The school of this mission has not been so fortunate, as there has been some friction with local authorities. On several occasions servants and some of the pupils have been arrested. There have been too many calls and inquiries about the operation of this school, and occasional complaints by the Government.

This mission had valuable grounds and premises in Eritrea, Dessie and in some other parts of northern Ethiopia. The property in Eritrea was confiscated at the beginning of the Italian-Ethiopian conflict, and immediately after the war, the properties in Dessie and in other parts were confiscated, leaving to the mission only the Addis Ababa establishment. The director, Mr. Sorenson, has been in controversy with the Government about these properties and has on several occasions demanded rent and their return. No solution had yet been arrived at when Mr. Saatjian left Ethiopia at the end of March. Mr. Sorenson is not in sympathy with the present regime, and this doubtless is militating against a settlement.

Few Italians frequent the hospital of this mission, but they form a larger number than those who go for treatment to the American Mission Hospital. Difficulty with the Government regarding this hospital is not contemplated in the near future.

There are only about four Americans still connected with this mission. Actually they do not have any posts outside Addis Ababa.

Independent and Free Mission of Miss Dammermugh, Miss Shippey and Miss French—All Americans.

These ladies do not belong to any sect or organization, but work independently, receiving their income from private sources in the United States. They say they hardly cover expenses. They carry on educational work and Bible teaching to native Ethiopians as well as to Armenians. They have adopted one or two native babies, but are prohibited from taking them abroad. As the Department probably knows, these ladies were accused of being British spies early in 1936 in a broadcast on the Rome radio, but no particular order or instruction has been issued against them in Addis Ababa. They have been very unfortunate as to their housing and lodging, and during the past four years have been obliged to change their premises five times, each move being at a distant quarter from the other. They occupied the premises of the Swedish mission, the members [Page 719]of which were all deported, but recently an Italian Protestant Bishop (a military official) claimed these premises and the three ladies were obliged to satisfy themselves with one or two rooms only and probably they will be chased away again.

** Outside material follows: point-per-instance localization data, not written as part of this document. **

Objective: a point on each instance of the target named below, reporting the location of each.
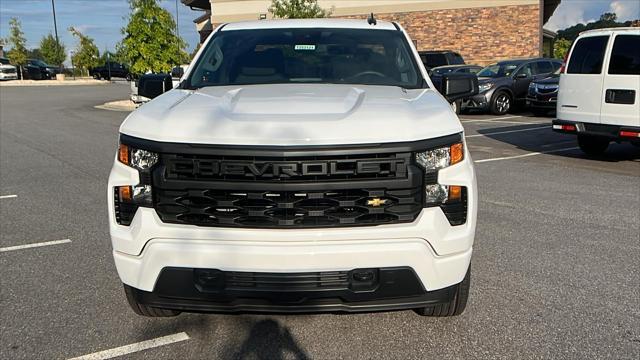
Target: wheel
(454, 307)
(146, 310)
(500, 103)
(456, 106)
(593, 145)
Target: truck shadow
(546, 140)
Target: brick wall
(480, 35)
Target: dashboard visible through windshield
(339, 56)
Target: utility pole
(55, 25)
(177, 20)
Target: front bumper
(388, 289)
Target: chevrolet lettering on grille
(204, 168)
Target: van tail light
(625, 133)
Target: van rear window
(625, 56)
(587, 55)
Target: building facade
(482, 31)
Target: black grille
(271, 209)
(290, 169)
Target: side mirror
(154, 85)
(458, 86)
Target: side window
(587, 55)
(544, 67)
(625, 56)
(526, 69)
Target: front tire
(145, 310)
(593, 145)
(455, 306)
(500, 103)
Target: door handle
(620, 96)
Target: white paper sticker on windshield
(305, 47)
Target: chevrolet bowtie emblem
(375, 202)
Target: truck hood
(293, 114)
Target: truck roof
(309, 23)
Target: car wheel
(145, 310)
(500, 103)
(455, 306)
(456, 106)
(593, 145)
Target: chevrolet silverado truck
(299, 166)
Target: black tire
(457, 106)
(454, 307)
(500, 103)
(145, 310)
(593, 145)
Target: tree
(87, 54)
(53, 52)
(150, 42)
(297, 9)
(560, 48)
(18, 53)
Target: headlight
(484, 87)
(137, 158)
(440, 158)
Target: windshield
(498, 70)
(341, 56)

They do not, as yet, pretend to be discouraged and do not intend to leave the country.


It is believed that of the formerly existing fifteen missions in the interior only one or two are left, all others being abandoned. The medical and all other supplies for the missionaries are provided generally from the local market of Addis Ababa and imported from Italy. Occasionally, by special authorization procured from the Government, some instruments or equipment or parts thereof are brought from the United States or England on the basis of a bona fide declaration that no foreign exchange will be required for the cost or for the transport charges. In other words, capital must be coming from without, nothing being taken from within, but such imports from England or America amount to an insignificant quantity. Personal effects or clothing come in occasionally by parcel post from the United States or England to various members of the missionary organizations and are delivered after special authorization by the Government. Usually there is a delay of about a month for such permits, but rarely are they refused.

Mr. Saatjian impresses me as a thoroughly reliable young man, and it is believed that he has taken every care to make his statement as correct as possible. But, as in my previous report, the Department will realize that this is hearsay, and that I have no means here of confirming Mr. Saatjian’s statements.

Respectfully yours,

E. Talbot Smith
  1. Not found in Department files.
  2. See telegram No. 48, February 20, 1937, 2 p.m., from the Minister Resident in Ethiopia, Foreign Relations, 1937, vol. ii, p. 680.
  3. Anglo-Italian agreement signed at Rome, April 16, 1938; for text, see League of Nations Treaty Series, vol. cxcv, p. 77.